Paul Churchland, one of the remaining neuro-reductionists, asserted that conscious just IS our recursive neural nets processing. However, ALL of our brain processing is the operation of recursive neural nets, and 99.99% of that processing is not conscious. Churchland's model is easily falsified by the simplest of observations.
Functional identity theory has a very similar problem to Churchland. 99.99% of the functions our brains perform are unconscious. Plus it has another problem, in that all sorts of other things do functions, but do not appear to be conscious.

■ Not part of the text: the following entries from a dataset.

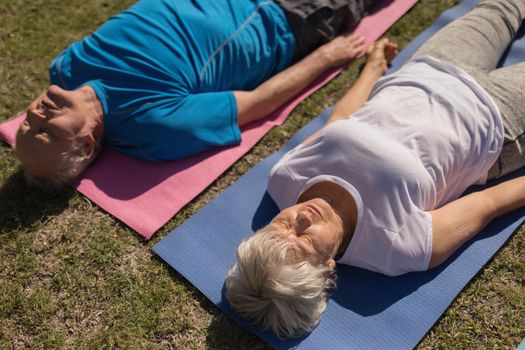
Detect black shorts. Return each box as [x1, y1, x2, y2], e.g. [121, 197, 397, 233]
[274, 0, 379, 61]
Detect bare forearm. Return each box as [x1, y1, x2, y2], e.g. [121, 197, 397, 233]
[483, 176, 525, 217]
[234, 51, 331, 126]
[429, 177, 525, 268]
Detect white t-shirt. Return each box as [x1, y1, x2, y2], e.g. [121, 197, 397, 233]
[268, 56, 503, 276]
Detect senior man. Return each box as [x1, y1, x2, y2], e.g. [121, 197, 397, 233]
[15, 0, 372, 185]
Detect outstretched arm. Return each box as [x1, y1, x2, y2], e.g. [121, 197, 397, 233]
[428, 176, 525, 268]
[233, 33, 364, 126]
[303, 38, 397, 143]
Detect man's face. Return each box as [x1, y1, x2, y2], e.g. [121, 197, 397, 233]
[16, 85, 89, 177]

AI theorists initially addressed why their computers were not conscious despite doing functions, by postulating that some additional feature, such as through put rate, was necessary for the coupling between functions and consciousness to emerge (an emergent throughout could also explain why leaves waving in the wind, and rocks breaking apart were also not conscious). But after many orders of magnitude increase in our computer speed, with no consciousness appearing, this idea has been abandoned as refuted.

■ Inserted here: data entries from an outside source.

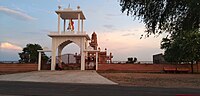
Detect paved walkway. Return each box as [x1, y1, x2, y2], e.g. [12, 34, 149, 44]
[0, 70, 117, 84]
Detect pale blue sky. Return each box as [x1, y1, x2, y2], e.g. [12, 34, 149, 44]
[0, 0, 162, 61]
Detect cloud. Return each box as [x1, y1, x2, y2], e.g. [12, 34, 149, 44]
[0, 6, 36, 20]
[106, 14, 121, 16]
[122, 33, 135, 36]
[0, 42, 22, 50]
[103, 25, 114, 29]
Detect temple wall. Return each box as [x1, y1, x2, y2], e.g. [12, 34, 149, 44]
[98, 64, 200, 72]
[0, 64, 38, 73]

Alternate theories have been proposed. One such is that only functions that self-reference -- higher order processing -- could be conscious. But sit on a mislaid pin, and one is VERY aware of the pain and leap back to one's feet, well before one starts doing any higher order processing about it! Alternatively, Global Workspace Theory holds that the shared data between processing modules is what we are conscious of. But GWT would hold us to be conscious of driving, and NOT of daydreams, but all of us who drive have at times gotten lost in daydreams WHILE driving! Integrated Information Theory holds that only functions which run on a high Phi network are conscious -- but again ALL of our brain's functions run on the same high Phi network, but 99.99% of them are not conscious.

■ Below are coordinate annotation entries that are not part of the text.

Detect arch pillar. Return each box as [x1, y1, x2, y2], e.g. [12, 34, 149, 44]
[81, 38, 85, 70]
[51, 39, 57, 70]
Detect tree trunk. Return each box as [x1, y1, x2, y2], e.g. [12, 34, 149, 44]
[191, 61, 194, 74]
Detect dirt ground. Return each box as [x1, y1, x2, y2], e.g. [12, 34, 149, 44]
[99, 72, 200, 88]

Many of the philosophic thought problems that have driven philosophy of mind in the last several decades have focused on qualia, as qualia are non-functional in functionalism, and are therefore a challenge to functionalism. Mary the Color Scientist gains knowledge when she finally has a color experience. Whether one's experiential spectrum is inverted or not is a "fact of the matter" but cannot be established functionally or neurologically. The Chinese room can do the function of communicating in Chinese, but there is no qualia experience of knowledge of Chinese in it. These all are test cases against functionalism.
These problems for physicalism have led to the rise of "Delusionists", who hold that physics tells us physicalism must be true, so if consciousness data refutes this, then consciousness data must itself be in error -- a delusion. See Susan Blackmore's A Very Short Introduction to Consciousness for a very clear argument for throwing out consciousness data on these grounds. This is, of course, to reject science, as in science data is king, and theories (such as physicalism, dualism etc) are what one throws out when data contradicts them, not the other way around.
Where is the philosophic community on physicalism?
Among philosophers of mind, there are advocates of every one of these physicalist views, who argue that THEIR version of their preferred model stands up to these refuting test cases. As a general rule, however, each of these claimants has not been able to convince even their physicalist rivals. So while physicalism remains popular, there is a wide consensus within philosophy that every specific attempt to address the hard problem of consciousness has failed, even though most physicalists may think THEIR approach works.
Note that all theories are capable of being "vagueified" to the point when they are not testable/refutable. Vaguification is also done by many physicalists who admit that specific physicalist theories are unable to address the failing test cases. Vaguification is also often coupled with the "someday somebody may find an answer" embrace of the Duhem-Quine thesis. Duhem-Quine IS True -- every theory is infinitely modifiable, hence someday someone may find a way to make physicalism compatible with consciousness. But empiricists don't resort to Duhem-Quine, and instead use the models that actually fit the data. Rejecting empiricism based on the Duhem-Quine "maybe someday" is always possible. But it is to reject science, because one can resort to Duhem-Quine to reject every science theory as well.
Vaguification, and invoking Duhem-Quine, can be appropriate if there are no good alternatives to an otherwise useful theory. Physicalism IS useful -- that was Papineau's point in his excellent paper "The Rise of Physicalism". But the limits of reductionism, the reality of emergence, the adoption of scientific pluralism, and the widespread rejection of scientism are all subsequent to "The Rise of Physicalism", and suggest that physicalism is a useful heuristic, but not a global Truth -- decreasing the strength of the argument for ignoring a failing test case.
This is why alternative ontologies have increasingly been considered as live options in philosophy:
Fregean triplism.
Scientific pluralism.
Popper's emergent dualism.
Eccles substance dualism.
Property dualism.
Russellian monism.
Various pan-psychisms.
Mathematical idealism as with Tegmark and Hoffman.
Mental idealism as in the Perennial Philosophy.
The spectrum of live options to physicalism has opened dramatically in the last several decades among philosophers.